Eve Soliman
BRISBANE (JournLaw / Pacific Media Watch): Australian journalists face the possibility of extra delays in their freedom of information appeals with Australian federal budget cuts doing away with the Office of the Australian Information Commissioner (OAIC) by January 2015.
The cut is meant to save $10.2 million a year, but dissolving the OAIC will mean the duties that the agency carried out will have to be shifted into four other bodies.
The privacy functions that are carried out by the Privacy Commissioner will continue as an independent legislative position within the Human Rights Commission.
The external examination of Freedom of Information (FOI) will be adopted by the Administrative Affairs Tribunal.
The Commonwealth Ombudsman will take the responsibility of filing and treatment of FOI complaints.
The last function will be divided into the Attorney-General’s Department, whose responsibility will include the administering of “FOI guidelines, collecting statistics and providing explanatory material on the operation of the Freedom of Information Act 1982” (Office of the Information Commissioner disbanded as part of budget reforms, Ashurst Australia).
The budget cuts aimed at saving $10.2 million annually but will only save $3.3 million in direct financing this year and the cost of financing the continued duties, once carried out by the federal budget will be passed onto the four separate departments that it absorbed into.
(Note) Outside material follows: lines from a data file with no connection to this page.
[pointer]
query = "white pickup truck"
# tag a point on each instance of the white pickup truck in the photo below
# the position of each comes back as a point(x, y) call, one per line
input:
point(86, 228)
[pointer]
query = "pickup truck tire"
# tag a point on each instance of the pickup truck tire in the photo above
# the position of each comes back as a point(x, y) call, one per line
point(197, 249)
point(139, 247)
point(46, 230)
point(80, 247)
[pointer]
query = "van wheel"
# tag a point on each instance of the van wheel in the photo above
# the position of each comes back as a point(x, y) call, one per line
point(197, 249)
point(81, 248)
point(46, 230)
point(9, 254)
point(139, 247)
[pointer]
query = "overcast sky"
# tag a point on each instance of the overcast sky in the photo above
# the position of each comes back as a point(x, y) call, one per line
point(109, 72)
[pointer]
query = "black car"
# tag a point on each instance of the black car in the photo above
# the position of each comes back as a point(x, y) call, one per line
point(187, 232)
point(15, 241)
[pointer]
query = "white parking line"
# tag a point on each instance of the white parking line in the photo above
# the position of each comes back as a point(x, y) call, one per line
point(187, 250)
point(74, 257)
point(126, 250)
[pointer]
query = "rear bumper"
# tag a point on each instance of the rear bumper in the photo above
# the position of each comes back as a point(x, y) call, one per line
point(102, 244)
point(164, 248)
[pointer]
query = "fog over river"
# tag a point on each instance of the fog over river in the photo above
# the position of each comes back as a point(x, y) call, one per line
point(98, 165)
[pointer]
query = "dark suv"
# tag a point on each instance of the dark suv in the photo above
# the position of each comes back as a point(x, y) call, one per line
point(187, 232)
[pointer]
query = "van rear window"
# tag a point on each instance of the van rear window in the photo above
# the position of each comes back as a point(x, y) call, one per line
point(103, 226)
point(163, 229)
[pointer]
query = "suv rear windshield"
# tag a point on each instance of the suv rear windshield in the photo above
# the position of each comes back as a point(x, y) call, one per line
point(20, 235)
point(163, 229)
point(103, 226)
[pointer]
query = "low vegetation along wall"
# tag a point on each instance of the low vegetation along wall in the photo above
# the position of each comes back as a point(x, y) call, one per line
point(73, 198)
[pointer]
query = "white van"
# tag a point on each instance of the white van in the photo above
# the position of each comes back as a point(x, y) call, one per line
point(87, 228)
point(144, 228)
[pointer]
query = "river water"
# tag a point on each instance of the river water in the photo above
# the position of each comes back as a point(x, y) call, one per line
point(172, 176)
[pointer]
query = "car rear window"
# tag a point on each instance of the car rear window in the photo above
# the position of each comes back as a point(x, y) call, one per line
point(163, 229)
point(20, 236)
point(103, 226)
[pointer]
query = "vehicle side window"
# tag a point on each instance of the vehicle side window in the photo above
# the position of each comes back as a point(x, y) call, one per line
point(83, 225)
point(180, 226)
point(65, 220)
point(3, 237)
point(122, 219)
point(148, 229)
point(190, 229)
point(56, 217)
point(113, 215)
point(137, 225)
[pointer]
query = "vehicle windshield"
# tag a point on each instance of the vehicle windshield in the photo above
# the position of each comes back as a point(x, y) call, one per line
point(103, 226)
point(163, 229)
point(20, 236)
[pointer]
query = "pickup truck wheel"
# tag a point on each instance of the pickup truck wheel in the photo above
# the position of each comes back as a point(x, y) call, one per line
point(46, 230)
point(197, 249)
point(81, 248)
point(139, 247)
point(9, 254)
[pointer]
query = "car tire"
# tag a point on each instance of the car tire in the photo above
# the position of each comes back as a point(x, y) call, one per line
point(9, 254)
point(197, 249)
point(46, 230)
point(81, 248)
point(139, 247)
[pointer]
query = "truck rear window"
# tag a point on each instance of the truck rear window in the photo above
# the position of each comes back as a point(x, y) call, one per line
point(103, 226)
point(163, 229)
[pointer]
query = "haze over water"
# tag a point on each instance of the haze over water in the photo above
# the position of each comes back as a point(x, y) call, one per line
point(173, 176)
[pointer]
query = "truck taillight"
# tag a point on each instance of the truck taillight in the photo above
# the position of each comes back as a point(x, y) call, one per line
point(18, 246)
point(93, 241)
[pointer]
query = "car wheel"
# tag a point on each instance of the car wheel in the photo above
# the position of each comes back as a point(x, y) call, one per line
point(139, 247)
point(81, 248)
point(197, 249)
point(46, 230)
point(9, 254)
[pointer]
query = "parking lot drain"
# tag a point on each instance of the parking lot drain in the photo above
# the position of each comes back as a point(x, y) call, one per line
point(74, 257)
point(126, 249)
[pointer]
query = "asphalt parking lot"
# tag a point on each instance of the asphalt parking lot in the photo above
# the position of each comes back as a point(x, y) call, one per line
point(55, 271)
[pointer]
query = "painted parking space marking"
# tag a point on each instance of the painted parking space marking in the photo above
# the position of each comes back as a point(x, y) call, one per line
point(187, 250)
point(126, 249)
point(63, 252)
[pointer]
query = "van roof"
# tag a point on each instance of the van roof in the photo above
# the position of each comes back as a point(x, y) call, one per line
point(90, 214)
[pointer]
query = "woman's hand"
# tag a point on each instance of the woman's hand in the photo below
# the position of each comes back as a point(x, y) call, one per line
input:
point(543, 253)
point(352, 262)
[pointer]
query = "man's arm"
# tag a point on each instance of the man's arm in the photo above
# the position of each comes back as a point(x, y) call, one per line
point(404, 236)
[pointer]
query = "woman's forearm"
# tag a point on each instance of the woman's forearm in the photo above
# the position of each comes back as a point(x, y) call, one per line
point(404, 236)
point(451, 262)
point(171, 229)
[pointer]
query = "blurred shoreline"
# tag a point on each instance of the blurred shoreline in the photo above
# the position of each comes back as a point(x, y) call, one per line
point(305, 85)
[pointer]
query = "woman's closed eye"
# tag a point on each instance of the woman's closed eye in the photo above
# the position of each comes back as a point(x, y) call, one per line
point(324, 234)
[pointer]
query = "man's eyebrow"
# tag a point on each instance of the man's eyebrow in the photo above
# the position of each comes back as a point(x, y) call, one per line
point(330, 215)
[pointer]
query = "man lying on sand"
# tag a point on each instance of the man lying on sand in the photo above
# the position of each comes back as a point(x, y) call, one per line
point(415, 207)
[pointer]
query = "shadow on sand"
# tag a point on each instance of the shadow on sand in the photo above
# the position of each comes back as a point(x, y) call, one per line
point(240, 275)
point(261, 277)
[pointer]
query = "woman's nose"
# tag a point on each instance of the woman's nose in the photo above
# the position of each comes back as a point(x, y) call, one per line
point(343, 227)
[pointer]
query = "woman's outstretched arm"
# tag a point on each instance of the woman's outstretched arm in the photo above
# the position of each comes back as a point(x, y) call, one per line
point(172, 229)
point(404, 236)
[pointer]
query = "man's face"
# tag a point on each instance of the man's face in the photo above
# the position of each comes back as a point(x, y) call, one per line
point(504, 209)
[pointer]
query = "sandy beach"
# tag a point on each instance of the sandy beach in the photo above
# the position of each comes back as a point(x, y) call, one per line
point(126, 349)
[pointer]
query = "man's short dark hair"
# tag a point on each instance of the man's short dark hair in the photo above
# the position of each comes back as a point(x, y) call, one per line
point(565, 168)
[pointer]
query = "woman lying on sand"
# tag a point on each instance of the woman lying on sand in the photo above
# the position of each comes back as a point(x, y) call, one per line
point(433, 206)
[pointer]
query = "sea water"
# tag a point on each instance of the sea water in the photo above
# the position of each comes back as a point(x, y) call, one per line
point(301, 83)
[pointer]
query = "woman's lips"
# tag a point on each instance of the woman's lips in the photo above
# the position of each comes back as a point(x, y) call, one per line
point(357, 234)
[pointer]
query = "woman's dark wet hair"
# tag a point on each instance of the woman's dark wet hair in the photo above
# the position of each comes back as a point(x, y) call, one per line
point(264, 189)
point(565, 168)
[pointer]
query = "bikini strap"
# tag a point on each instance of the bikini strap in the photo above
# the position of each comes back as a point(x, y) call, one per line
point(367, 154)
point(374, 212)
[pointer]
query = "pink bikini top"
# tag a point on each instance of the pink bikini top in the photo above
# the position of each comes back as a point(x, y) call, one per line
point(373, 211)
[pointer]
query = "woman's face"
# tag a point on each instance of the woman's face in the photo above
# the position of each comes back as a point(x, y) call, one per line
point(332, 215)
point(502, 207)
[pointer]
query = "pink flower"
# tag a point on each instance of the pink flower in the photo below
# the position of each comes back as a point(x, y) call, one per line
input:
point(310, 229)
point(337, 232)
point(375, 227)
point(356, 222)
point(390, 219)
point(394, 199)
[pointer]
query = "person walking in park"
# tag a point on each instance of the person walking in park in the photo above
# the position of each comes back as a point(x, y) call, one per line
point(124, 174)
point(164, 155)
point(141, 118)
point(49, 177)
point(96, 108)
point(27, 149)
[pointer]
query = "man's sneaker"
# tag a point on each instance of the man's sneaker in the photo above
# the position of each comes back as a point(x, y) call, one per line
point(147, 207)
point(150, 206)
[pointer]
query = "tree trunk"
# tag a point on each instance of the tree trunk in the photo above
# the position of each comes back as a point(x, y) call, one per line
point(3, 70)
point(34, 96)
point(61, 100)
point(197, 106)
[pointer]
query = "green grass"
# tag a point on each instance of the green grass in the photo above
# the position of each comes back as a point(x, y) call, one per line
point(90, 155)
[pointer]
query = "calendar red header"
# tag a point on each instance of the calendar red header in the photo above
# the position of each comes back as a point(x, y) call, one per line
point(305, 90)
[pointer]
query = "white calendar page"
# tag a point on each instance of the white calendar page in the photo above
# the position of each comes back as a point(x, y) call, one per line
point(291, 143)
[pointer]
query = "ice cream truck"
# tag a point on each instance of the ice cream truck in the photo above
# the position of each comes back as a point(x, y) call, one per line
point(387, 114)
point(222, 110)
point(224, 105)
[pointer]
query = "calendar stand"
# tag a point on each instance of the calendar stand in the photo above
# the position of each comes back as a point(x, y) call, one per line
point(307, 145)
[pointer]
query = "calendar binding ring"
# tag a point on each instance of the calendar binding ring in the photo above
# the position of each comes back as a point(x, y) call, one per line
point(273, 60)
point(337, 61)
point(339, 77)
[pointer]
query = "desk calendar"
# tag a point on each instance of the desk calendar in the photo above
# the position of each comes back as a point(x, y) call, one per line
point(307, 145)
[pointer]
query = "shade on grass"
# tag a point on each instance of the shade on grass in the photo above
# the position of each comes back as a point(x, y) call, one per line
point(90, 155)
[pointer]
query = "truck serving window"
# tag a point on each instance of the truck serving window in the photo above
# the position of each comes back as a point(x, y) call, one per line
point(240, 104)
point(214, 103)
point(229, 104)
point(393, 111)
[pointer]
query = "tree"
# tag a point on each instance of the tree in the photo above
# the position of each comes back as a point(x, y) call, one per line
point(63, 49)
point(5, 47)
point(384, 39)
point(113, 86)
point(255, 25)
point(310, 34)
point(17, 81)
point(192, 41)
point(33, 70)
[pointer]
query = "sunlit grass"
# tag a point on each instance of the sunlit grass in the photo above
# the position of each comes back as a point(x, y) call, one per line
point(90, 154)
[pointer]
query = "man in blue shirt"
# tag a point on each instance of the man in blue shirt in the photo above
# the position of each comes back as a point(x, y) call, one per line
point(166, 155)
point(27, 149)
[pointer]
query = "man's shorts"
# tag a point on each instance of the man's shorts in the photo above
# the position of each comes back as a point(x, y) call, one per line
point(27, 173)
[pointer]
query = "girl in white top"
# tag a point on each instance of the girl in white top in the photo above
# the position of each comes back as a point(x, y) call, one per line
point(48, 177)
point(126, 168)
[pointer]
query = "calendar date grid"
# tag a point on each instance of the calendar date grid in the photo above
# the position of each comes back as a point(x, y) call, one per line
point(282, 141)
The Attorney-General’s Office will be funding $500,000 this year and $900,000 annually in the following years, the Human Rights Commission will contribute $2.7 million in 2015 and around $5.5 million annually the following years and the Administrative Appeals Tribunal will pay $300,000 this year and half a million dollars annually in the following years.
Negative impact
The reasons behind the budget cut can only be speculated, but could have a negative impact on the freedom of information and ways that the functions can be met.
A major critique by the government, agencies and other commentators on the OAIC, is that it has been inefficient in delivering information and reviewing FOI applications.
But despite claims of the OAIC’s efficiency, or viewing the institution as unnecessary there is copious amounts of evidence on the accomplishments and progress of OAIC to counter the arguments.
The completion of cases per day has increased from .37 cases in the first year and a half of its establishment, to 4.7 cases per day, the completion and cessation of FOI requests and privacy complaints also increased substantially.
The OAIC was formed in 2010 as an independent bureau within the Attorney General’s Department that’s purpose involved several elements of information dispersal and management: privacy, FOI and policy.
Predating the formation of the OAIC, the Privacy Commissioner belonged to the Human Rights Commission. The OAIC has 76 staff.
The OAIC has accomplished many things within the spectrum of privacy, freedom of information and information policy.
The agency had conducted an audit of the information management policies belonging to 191 Australian government agencies.
OAIC also resolved a total of 1,191 appeal applications and requests for information and published the reasoning for 186 of those cases, handled 4521 phone enquiries and 1891 written enquiries involving freedom of information and closed 394 FOI complaints.
In 2011, the OAIC hosted a National Information Policy Conference, that was attended by hundreds of people and created and dispersed the Principles on open public sector information which the government utilises and relies on.
Eve Soliman is a JournLaw Press Freedom Intern at Griffith University.